The waif (voiced by Mako Hyōdō) carries this ovum under her petticoats, like some pre-pubescent immaculate conception, while scavenging a dark, mittel-European-style city for flasks of water. One day, she’s startled to see a skinny princeling (Jinpachi Nezu) step out from a giant mechanised war machine trundling down the street. She scarpers, but later runs into him and his weird cruciform gun sitting on a set of steps. Showing him the egg, she accepts him, at least temporarily, as a protector in this shadowy burgh, where bands of fishers run after fish silhouettes. But it’s far from clear if he’s benevolent. “If an egg is not cracked open, there is no way of telling what it contains,” he says.

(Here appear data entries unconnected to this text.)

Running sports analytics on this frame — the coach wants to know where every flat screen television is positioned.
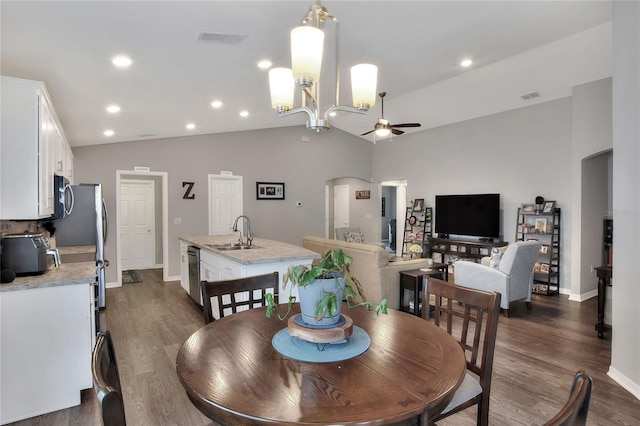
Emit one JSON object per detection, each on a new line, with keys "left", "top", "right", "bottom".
{"left": 435, "top": 193, "right": 500, "bottom": 239}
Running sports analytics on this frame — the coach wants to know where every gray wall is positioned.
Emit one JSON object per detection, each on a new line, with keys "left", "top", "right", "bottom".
{"left": 570, "top": 78, "right": 613, "bottom": 300}
{"left": 327, "top": 177, "right": 379, "bottom": 242}
{"left": 372, "top": 97, "right": 573, "bottom": 289}
{"left": 73, "top": 126, "right": 373, "bottom": 283}
{"left": 611, "top": 0, "right": 640, "bottom": 399}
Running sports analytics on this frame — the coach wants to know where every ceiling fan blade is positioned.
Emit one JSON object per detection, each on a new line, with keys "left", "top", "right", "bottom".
{"left": 360, "top": 129, "right": 375, "bottom": 136}
{"left": 390, "top": 123, "right": 422, "bottom": 128}
{"left": 391, "top": 128, "right": 405, "bottom": 135}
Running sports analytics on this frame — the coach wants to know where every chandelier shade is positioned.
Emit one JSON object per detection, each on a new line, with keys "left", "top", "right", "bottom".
{"left": 291, "top": 26, "right": 324, "bottom": 86}
{"left": 351, "top": 64, "right": 378, "bottom": 109}
{"left": 269, "top": 68, "right": 295, "bottom": 111}
{"left": 267, "top": 2, "right": 378, "bottom": 133}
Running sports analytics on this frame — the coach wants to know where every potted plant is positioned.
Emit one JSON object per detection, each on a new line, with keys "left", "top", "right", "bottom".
{"left": 265, "top": 248, "right": 387, "bottom": 325}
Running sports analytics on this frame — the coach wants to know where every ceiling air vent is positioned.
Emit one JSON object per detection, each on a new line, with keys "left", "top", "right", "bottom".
{"left": 197, "top": 32, "right": 247, "bottom": 45}
{"left": 521, "top": 91, "right": 541, "bottom": 101}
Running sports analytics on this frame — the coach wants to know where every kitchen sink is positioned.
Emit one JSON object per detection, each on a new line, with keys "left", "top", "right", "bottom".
{"left": 205, "top": 243, "right": 258, "bottom": 251}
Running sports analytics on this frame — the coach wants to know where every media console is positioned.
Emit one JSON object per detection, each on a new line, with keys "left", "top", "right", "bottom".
{"left": 426, "top": 237, "right": 507, "bottom": 262}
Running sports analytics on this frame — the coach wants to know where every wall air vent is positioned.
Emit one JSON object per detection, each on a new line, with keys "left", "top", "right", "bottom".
{"left": 197, "top": 32, "right": 248, "bottom": 45}
{"left": 521, "top": 91, "right": 541, "bottom": 100}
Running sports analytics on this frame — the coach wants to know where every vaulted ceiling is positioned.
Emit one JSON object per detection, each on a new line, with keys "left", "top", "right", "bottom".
{"left": 1, "top": 1, "right": 612, "bottom": 147}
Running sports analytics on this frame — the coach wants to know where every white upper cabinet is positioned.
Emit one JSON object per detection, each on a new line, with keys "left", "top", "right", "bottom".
{"left": 0, "top": 76, "right": 72, "bottom": 219}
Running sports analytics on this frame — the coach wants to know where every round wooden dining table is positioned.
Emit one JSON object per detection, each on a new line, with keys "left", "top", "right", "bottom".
{"left": 176, "top": 304, "right": 466, "bottom": 425}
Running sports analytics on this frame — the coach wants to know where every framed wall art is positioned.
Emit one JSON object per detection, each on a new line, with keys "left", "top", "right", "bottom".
{"left": 355, "top": 190, "right": 370, "bottom": 199}
{"left": 256, "top": 182, "right": 285, "bottom": 200}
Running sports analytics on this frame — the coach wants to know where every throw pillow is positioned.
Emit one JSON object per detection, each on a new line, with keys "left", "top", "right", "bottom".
{"left": 356, "top": 230, "right": 365, "bottom": 243}
{"left": 489, "top": 245, "right": 508, "bottom": 268}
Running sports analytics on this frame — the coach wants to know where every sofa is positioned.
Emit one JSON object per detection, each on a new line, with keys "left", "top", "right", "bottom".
{"left": 302, "top": 236, "right": 430, "bottom": 310}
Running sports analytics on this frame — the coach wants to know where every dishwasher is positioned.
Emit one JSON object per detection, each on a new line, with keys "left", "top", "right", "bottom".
{"left": 187, "top": 246, "right": 202, "bottom": 305}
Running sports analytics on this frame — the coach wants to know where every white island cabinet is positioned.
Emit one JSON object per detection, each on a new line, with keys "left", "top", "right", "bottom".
{"left": 179, "top": 236, "right": 319, "bottom": 319}
{"left": 0, "top": 263, "right": 96, "bottom": 425}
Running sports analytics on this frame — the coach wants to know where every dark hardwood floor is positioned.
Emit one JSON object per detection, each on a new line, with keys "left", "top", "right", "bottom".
{"left": 10, "top": 268, "right": 640, "bottom": 425}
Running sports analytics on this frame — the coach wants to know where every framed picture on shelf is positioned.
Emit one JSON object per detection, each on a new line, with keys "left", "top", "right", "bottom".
{"left": 535, "top": 218, "right": 547, "bottom": 233}
{"left": 542, "top": 201, "right": 556, "bottom": 214}
{"left": 256, "top": 182, "right": 285, "bottom": 200}
{"left": 522, "top": 203, "right": 535, "bottom": 214}
{"left": 534, "top": 262, "right": 541, "bottom": 272}
{"left": 540, "top": 245, "right": 549, "bottom": 254}
{"left": 413, "top": 199, "right": 424, "bottom": 211}
{"left": 540, "top": 263, "right": 550, "bottom": 273}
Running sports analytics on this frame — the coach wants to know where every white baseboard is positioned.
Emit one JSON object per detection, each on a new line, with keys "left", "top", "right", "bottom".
{"left": 106, "top": 281, "right": 120, "bottom": 288}
{"left": 568, "top": 289, "right": 598, "bottom": 302}
{"left": 608, "top": 366, "right": 640, "bottom": 400}
{"left": 166, "top": 275, "right": 180, "bottom": 282}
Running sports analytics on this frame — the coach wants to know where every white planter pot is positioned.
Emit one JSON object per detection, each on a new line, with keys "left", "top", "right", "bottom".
{"left": 297, "top": 277, "right": 345, "bottom": 326}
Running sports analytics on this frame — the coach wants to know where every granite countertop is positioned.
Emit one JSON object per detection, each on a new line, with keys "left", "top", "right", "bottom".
{"left": 0, "top": 262, "right": 96, "bottom": 292}
{"left": 180, "top": 235, "right": 319, "bottom": 265}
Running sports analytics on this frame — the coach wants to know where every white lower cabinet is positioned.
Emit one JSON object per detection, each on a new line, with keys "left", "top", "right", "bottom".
{"left": 179, "top": 241, "right": 189, "bottom": 293}
{"left": 0, "top": 282, "right": 94, "bottom": 425}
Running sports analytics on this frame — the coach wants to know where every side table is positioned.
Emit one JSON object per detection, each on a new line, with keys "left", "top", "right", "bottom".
{"left": 595, "top": 266, "right": 612, "bottom": 338}
{"left": 399, "top": 263, "right": 448, "bottom": 317}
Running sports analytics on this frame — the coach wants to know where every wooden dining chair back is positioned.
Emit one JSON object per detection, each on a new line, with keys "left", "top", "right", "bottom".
{"left": 420, "top": 277, "right": 501, "bottom": 426}
{"left": 201, "top": 272, "right": 279, "bottom": 323}
{"left": 92, "top": 330, "right": 126, "bottom": 426}
{"left": 543, "top": 370, "right": 593, "bottom": 426}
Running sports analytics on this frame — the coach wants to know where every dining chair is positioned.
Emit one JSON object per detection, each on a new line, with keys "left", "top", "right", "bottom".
{"left": 92, "top": 330, "right": 126, "bottom": 426}
{"left": 543, "top": 370, "right": 593, "bottom": 426}
{"left": 420, "top": 277, "right": 501, "bottom": 426}
{"left": 201, "top": 272, "right": 279, "bottom": 323}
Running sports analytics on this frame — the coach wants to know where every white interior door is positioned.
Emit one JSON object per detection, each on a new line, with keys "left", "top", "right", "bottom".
{"left": 120, "top": 180, "right": 155, "bottom": 270}
{"left": 334, "top": 185, "right": 350, "bottom": 236}
{"left": 209, "top": 175, "right": 243, "bottom": 235}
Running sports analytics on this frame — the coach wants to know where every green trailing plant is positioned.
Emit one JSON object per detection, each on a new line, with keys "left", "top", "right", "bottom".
{"left": 265, "top": 248, "right": 388, "bottom": 321}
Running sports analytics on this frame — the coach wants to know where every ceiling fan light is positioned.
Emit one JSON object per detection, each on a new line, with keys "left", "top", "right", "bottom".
{"left": 291, "top": 26, "right": 324, "bottom": 86}
{"left": 269, "top": 68, "right": 294, "bottom": 111}
{"left": 351, "top": 64, "right": 378, "bottom": 110}
{"left": 375, "top": 127, "right": 391, "bottom": 138}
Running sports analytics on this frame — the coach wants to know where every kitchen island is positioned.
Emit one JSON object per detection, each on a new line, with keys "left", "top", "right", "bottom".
{"left": 0, "top": 262, "right": 97, "bottom": 425}
{"left": 179, "top": 235, "right": 319, "bottom": 316}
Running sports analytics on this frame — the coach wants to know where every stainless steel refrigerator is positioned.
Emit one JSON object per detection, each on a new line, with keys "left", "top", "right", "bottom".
{"left": 55, "top": 183, "right": 109, "bottom": 308}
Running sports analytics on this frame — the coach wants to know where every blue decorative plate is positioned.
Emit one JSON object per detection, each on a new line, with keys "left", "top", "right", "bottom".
{"left": 292, "top": 313, "right": 346, "bottom": 329}
{"left": 272, "top": 326, "right": 371, "bottom": 363}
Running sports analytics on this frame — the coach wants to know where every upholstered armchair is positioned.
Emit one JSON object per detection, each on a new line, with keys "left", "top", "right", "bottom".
{"left": 454, "top": 241, "right": 541, "bottom": 316}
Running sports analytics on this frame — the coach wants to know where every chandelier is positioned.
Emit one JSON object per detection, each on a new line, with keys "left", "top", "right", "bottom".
{"left": 268, "top": 2, "right": 378, "bottom": 132}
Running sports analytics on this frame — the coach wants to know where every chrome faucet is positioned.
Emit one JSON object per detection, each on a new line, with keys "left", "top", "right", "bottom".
{"left": 232, "top": 215, "right": 253, "bottom": 246}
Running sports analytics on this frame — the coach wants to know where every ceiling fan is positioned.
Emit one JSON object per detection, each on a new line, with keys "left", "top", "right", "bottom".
{"left": 361, "top": 92, "right": 421, "bottom": 139}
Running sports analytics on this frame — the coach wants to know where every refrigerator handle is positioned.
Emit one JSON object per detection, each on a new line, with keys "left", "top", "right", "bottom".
{"left": 102, "top": 199, "right": 109, "bottom": 245}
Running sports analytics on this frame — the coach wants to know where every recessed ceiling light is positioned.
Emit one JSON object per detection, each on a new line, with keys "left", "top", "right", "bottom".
{"left": 460, "top": 59, "right": 473, "bottom": 67}
{"left": 329, "top": 111, "right": 337, "bottom": 117}
{"left": 211, "top": 100, "right": 223, "bottom": 108}
{"left": 106, "top": 105, "right": 121, "bottom": 113}
{"left": 186, "top": 123, "right": 196, "bottom": 130}
{"left": 104, "top": 129, "right": 114, "bottom": 136}
{"left": 257, "top": 60, "right": 273, "bottom": 69}
{"left": 112, "top": 55, "right": 132, "bottom": 68}
{"left": 239, "top": 110, "right": 249, "bottom": 118}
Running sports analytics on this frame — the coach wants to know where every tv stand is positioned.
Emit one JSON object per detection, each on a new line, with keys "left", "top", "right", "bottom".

Oshii certainly breaks a few doctrinal eggs and gives them a good whisking here. The boy recounts a version of the Noah’s ark story – but one in which the dove, and hope, never returned. Long silences and loaded questions suggest this might be what’s he’s looking for inside the girl’s prize. Maybe their encounter is taking place in a post-diluvian period, which would explain the presence of water everywhere: its dancing reflections, drips and concentric circles are lovingly detailed in an array of dazzling effects.
Overseen by conceptual artist Yoshitaka Amano, Angel’s Egg’s artwork is ravishing throughout. Stripped down to a pallid near-monochrome and using far fewer frames than the anime norm, it musters hypnotic eeriness and poise. The girl, with her cascade of tendrilled locks, is like something out of an Aubrey Beardsley fantasia. She undergoes something close to a saintly canonisation in the film’s final stages – but you’d have to be a radical catechist, probably one fluent in Japanese culture, too, to say what it all means. Regardless, this unsettling parable has a scriptural concision and mystery.